DTCC Connection

Jun 19, 2017 • DTCC Connection

DTCC’s Wetjen Discusses Role of Standard Setting Bodies at IOSCO 2017

By Madiha Arsalan

Wetjen - IOSCO - 300pxMark Wetjen, DTCC Managing Director and Head of Global Public Policy, discussed margin, data standards and the importance of the International Organization of Securities Commissions (IOSCO) and other standard setting bodies (SSBs) on a panel at IOSCO’s 42nd Annual Conference in Montego Bay, Jamaica.

The annual conference, held May 14 through 18, attracted a global audience including leaders from financial institutions, regulators and stock exchanges. Established in 1983, IOSCO is the international body that brings together the world's securities regulators and is recognized as the global standard setter for the securities sector. IOSCO develops, implements and promotes adherence to internationally recognized standards for securities regulation.

Moderated by Eric Pan, Director, Officer of International Affairs, Commodity Futures Trading Commission (CFTC), the panel highlighted work done by IOSCO-BCBS on margin issues and by CPMI-IOSCO on data standards and Principles for Financial Market Infrastructures (PFMI). Wetjen’s fellow panelists were Martin Moloney, Head of Markets Policy Division, Central Bank of Ireland, and Richard Cantor, Chief Credit Officer, Moody’s Investor Service.

IOSCO’s Position in the Financial Industry

Addressing the role of SSBs such as IOSCO in financial services, Wetjen said they should continue to ensure minimum standards for regulatory requirements to help avoid regulatory arbitrage and to drive consensus on needed policy responses. He explained that IOSCO has had a meaningful impact in three key areas at DTCC:

    1. Data standards, with the work done on Uniform Product Identifiers (UPI) and Uniform Trade Identifiers (UTI), and its importance to the efforts toward data harmonization for swaps.
    2. Guidance on Cyber resilience, which led to some confusion due to the mandate of a two-hour resumption requirement.

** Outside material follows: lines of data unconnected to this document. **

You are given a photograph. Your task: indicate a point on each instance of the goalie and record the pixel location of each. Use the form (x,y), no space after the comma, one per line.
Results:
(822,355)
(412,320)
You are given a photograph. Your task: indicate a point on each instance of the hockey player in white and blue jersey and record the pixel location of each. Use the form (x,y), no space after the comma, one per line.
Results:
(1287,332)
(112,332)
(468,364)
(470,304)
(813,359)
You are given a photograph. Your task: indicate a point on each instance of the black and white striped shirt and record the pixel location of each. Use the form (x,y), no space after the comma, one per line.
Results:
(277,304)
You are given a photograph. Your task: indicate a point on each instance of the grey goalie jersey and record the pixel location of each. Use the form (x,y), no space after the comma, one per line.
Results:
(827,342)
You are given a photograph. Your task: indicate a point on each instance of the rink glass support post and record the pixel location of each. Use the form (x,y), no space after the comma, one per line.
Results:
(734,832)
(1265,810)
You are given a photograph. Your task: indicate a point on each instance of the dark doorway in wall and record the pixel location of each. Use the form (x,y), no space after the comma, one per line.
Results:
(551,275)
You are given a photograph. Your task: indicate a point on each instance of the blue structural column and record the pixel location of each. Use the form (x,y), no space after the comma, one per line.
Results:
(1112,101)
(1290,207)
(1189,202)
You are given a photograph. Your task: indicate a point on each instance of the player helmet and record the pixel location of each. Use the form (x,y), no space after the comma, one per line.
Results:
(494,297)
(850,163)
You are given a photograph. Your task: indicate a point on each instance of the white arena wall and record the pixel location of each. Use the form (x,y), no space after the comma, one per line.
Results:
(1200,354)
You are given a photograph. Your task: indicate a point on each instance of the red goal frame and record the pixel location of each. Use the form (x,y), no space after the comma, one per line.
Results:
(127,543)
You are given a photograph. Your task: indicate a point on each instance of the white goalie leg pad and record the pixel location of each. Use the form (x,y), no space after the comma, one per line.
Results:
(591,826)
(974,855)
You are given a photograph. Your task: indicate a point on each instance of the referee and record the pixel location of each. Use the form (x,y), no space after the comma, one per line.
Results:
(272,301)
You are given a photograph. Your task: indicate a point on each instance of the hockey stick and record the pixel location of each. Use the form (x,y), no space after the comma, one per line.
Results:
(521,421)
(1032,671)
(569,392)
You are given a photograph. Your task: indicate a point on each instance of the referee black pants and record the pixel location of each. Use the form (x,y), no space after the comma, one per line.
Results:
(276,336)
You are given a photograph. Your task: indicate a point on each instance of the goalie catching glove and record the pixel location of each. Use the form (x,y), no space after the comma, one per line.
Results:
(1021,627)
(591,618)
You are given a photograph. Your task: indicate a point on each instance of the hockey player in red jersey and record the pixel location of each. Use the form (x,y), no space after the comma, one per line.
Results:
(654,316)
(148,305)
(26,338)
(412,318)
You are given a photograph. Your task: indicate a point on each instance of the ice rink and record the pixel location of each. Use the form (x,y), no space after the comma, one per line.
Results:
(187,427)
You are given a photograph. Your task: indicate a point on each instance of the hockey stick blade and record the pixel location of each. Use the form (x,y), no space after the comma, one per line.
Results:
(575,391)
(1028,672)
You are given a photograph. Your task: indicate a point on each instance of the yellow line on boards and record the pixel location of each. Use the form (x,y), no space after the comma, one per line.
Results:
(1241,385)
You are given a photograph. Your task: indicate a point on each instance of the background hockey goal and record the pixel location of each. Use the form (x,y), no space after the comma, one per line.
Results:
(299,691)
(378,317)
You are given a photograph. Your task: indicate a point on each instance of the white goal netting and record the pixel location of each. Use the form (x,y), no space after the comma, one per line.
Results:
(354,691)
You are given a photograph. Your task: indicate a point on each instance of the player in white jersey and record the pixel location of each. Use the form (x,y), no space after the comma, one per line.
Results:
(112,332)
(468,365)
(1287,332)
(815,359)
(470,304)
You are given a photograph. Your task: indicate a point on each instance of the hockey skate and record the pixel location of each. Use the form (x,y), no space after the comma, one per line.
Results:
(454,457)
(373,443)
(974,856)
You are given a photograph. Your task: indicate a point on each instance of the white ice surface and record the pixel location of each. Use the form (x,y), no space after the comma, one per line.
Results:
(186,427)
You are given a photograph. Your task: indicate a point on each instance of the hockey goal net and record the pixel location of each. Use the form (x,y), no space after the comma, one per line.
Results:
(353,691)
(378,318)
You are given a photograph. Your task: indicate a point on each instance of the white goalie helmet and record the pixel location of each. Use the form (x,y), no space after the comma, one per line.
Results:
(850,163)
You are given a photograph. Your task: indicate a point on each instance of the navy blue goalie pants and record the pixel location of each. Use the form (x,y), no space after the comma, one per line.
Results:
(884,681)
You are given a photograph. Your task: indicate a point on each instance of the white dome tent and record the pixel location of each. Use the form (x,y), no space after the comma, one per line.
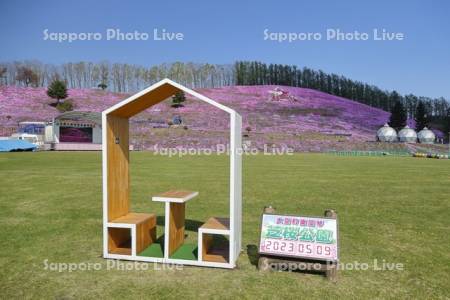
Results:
(407,135)
(387,134)
(426,136)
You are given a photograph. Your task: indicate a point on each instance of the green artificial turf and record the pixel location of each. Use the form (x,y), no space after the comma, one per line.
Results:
(154,250)
(392,209)
(186,251)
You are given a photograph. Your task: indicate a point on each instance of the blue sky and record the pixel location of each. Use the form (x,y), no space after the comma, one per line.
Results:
(225,31)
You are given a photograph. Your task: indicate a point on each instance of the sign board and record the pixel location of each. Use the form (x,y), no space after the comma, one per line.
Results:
(298,236)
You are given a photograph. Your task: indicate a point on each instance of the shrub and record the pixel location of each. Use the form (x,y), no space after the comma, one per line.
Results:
(65,106)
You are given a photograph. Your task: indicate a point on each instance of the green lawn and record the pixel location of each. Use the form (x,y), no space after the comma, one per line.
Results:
(392,209)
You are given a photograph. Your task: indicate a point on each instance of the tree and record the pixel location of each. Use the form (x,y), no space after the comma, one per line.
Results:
(57,90)
(421,116)
(178,99)
(27,76)
(3,75)
(102,85)
(398,116)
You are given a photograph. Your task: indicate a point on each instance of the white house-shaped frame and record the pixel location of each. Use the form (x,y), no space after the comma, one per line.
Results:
(138,229)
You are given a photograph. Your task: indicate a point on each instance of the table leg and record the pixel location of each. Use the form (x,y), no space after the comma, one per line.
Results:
(176,226)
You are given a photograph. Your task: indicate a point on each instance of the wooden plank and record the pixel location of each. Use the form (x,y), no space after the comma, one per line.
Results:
(118,167)
(214,253)
(176,194)
(146,234)
(145,101)
(176,226)
(217,223)
(135,218)
(119,241)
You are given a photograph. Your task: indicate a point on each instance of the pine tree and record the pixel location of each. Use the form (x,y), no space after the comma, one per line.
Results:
(57,90)
(398,116)
(178,99)
(421,116)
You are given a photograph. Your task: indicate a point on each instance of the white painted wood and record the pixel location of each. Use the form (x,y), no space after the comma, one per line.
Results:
(104,185)
(166,230)
(175,200)
(235,231)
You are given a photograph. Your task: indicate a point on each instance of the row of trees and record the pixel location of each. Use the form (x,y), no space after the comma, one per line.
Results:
(399,117)
(257,73)
(119,77)
(116,77)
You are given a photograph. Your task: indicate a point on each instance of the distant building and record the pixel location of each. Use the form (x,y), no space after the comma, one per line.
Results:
(407,135)
(75,130)
(426,136)
(386,134)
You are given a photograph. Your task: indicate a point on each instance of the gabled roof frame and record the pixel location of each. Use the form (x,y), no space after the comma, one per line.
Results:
(138,102)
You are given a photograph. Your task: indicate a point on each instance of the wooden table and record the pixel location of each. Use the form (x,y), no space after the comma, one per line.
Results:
(175,218)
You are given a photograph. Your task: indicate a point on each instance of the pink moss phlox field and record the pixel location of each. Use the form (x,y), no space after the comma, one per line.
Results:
(299,117)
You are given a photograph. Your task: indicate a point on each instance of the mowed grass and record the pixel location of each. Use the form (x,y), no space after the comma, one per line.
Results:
(389,208)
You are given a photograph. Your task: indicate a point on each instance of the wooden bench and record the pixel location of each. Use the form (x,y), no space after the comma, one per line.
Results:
(208,251)
(119,240)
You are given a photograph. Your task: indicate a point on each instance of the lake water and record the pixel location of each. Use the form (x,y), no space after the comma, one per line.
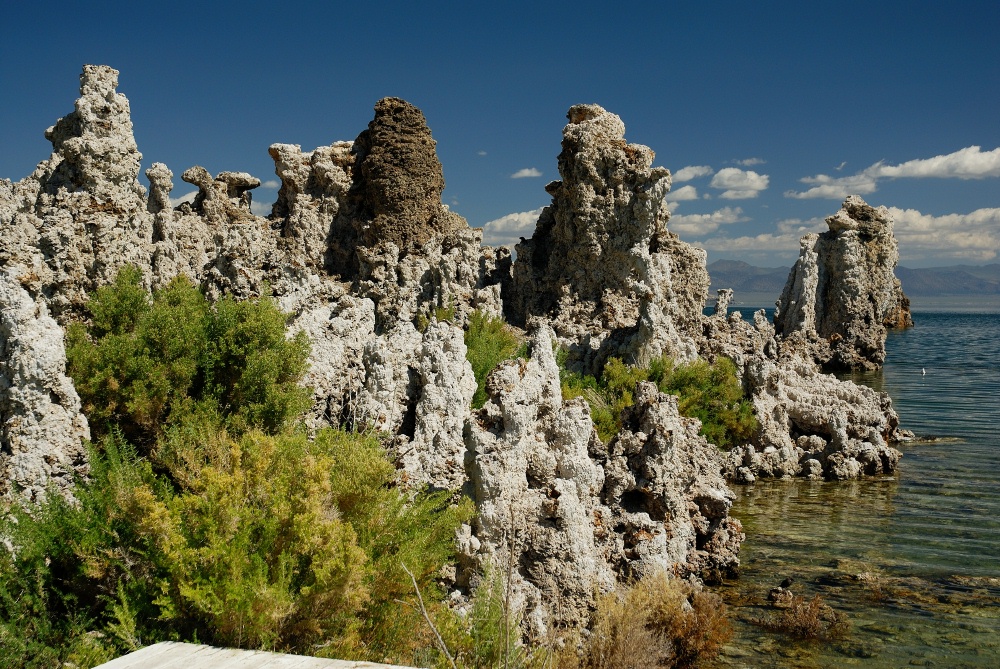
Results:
(926,542)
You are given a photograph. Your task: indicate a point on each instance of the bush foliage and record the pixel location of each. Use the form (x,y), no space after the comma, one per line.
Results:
(208,515)
(489,341)
(147,359)
(710,392)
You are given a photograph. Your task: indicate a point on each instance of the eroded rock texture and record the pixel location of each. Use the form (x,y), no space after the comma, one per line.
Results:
(362,255)
(602,267)
(841,295)
(811,424)
(41,424)
(574,515)
(81,215)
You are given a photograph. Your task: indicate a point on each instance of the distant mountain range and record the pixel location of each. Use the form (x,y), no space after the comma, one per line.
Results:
(925,282)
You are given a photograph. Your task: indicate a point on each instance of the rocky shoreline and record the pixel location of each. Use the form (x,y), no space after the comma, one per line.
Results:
(361,253)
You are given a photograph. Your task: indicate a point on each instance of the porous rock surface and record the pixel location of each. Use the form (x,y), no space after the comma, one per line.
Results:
(601,266)
(81,216)
(574,515)
(41,426)
(811,424)
(362,255)
(842,294)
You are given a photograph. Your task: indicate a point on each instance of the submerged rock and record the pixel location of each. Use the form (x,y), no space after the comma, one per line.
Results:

The SEC and CFTC chose not to take this approach, keeping the diversity of Financial Market Infrastructures (FMI) and cyber events in mind is different.
    3. Central Counterparty (CCP) recovery work, which has been well-intentioned but needs to be developed further to reflect differences in CCP governance structures and the markets they serve.

While looking at how financial firms such as DTCC deal with regulatory changes with IOSCO and other SSBs, Wetjen said it can often be a challenge to get ahead of these changes. He suggested a process change of bringing financial firms into the conversation early on, and soliciting consensus before consultations are released to the public while also keeping timeliness in mind.

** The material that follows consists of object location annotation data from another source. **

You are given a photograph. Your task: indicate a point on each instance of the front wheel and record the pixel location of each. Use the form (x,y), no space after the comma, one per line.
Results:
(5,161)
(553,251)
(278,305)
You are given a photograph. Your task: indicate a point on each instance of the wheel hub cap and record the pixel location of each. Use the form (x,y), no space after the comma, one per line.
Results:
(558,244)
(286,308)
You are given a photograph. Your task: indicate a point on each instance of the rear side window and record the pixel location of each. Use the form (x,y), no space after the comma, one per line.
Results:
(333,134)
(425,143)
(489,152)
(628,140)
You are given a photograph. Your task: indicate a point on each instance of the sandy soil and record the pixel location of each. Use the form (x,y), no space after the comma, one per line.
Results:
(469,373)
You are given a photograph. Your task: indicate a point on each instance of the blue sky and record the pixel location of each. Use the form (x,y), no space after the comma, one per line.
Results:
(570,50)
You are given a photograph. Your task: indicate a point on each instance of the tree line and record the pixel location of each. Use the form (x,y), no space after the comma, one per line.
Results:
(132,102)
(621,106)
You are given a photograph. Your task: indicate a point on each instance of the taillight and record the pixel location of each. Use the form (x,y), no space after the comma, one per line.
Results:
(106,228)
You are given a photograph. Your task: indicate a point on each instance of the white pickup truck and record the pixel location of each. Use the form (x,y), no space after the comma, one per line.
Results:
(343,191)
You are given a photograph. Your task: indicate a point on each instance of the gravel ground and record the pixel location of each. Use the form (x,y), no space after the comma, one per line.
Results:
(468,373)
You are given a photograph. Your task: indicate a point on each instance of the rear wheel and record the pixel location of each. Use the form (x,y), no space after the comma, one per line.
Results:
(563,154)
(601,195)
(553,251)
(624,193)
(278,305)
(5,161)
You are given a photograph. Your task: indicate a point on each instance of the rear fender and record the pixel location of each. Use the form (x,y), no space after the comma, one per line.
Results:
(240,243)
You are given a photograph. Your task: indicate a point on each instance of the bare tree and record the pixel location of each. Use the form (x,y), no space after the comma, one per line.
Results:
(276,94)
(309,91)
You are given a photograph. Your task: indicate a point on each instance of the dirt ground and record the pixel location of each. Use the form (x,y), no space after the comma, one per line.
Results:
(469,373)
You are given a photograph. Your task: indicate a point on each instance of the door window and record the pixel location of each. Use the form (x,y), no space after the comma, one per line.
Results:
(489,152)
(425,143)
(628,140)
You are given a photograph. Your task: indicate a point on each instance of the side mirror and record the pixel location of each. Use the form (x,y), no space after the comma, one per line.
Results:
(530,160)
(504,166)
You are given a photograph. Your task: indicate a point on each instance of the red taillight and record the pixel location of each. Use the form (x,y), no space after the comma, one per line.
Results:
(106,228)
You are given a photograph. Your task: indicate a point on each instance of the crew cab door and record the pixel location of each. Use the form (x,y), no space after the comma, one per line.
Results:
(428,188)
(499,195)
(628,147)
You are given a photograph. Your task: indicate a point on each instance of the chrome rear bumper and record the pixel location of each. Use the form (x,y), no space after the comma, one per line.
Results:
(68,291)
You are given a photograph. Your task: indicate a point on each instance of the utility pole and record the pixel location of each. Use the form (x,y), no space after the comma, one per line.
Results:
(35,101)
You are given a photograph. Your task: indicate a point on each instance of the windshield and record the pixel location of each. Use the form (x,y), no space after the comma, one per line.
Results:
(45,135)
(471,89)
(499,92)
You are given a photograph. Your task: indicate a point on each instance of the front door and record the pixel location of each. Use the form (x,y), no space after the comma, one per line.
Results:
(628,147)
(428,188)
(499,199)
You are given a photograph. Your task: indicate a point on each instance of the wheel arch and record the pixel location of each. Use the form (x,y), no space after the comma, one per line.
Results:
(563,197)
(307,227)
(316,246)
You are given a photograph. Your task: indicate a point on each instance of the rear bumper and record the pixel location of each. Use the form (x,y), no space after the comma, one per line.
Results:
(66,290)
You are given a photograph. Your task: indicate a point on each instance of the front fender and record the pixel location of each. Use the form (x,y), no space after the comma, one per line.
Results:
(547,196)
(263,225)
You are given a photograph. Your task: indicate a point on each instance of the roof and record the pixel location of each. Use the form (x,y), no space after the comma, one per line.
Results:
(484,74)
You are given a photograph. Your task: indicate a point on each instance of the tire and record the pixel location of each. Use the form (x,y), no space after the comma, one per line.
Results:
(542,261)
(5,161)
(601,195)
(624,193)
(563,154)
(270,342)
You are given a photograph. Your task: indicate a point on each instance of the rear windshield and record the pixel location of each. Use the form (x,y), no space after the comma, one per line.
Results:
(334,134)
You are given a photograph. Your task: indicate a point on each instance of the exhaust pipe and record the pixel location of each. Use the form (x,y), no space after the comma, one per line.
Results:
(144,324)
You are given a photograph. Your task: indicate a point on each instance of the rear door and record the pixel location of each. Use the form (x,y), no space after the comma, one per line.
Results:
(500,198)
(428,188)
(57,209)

"This could be done through roundtables or other such efforts that seek input in a more transparent and inclusive way," Wetjen said. “The downside is that this can prolong the process, and expedience regarding policy making is always a good thing, as long as it's deliberate and informed.  To be more precise, we would like to see the work on UTI and UPI be completed as quickly as possible."

International Standards and Domestic Laws

The panel also discussed the financial crisis, and the subsequent flurry of international standards efforts made by IOSCO, the FSB and the Basel Committee. Simultaneously, there was a great deal of national and regional rulemaking, which implemented reforms required under new European Union (EU) legislation, the Dodd-Frank Act and similar laws in other jurisdictions.

Panelists were asked how international standards should complement domestic rulemaking.

Wetjen explained that it wasn’t simplistic enough of a topic for there to be only one answer to the questions, and the solution for each region and each situation is purely circumstantial. While there are many circumstances that would reap more benefits from SSBs making the first move, it is important to keep in mind that their work should not be considered law in each jurisdiction.

"Where the incentives are significant for policy makers to over-weigh considerations around competition in a way that will minimize baseline standards related to risk management, it's useful to have the standard setters move first," Wetjen said. "However, one thing I feel strongly about: IOSCO and other standard setters should not be doing work that has the effect of law in each jurisdiction it impacts.  These organizations are standard setters, not law makers.  I would recommend that each piece of work done by IOSCO should make this plain."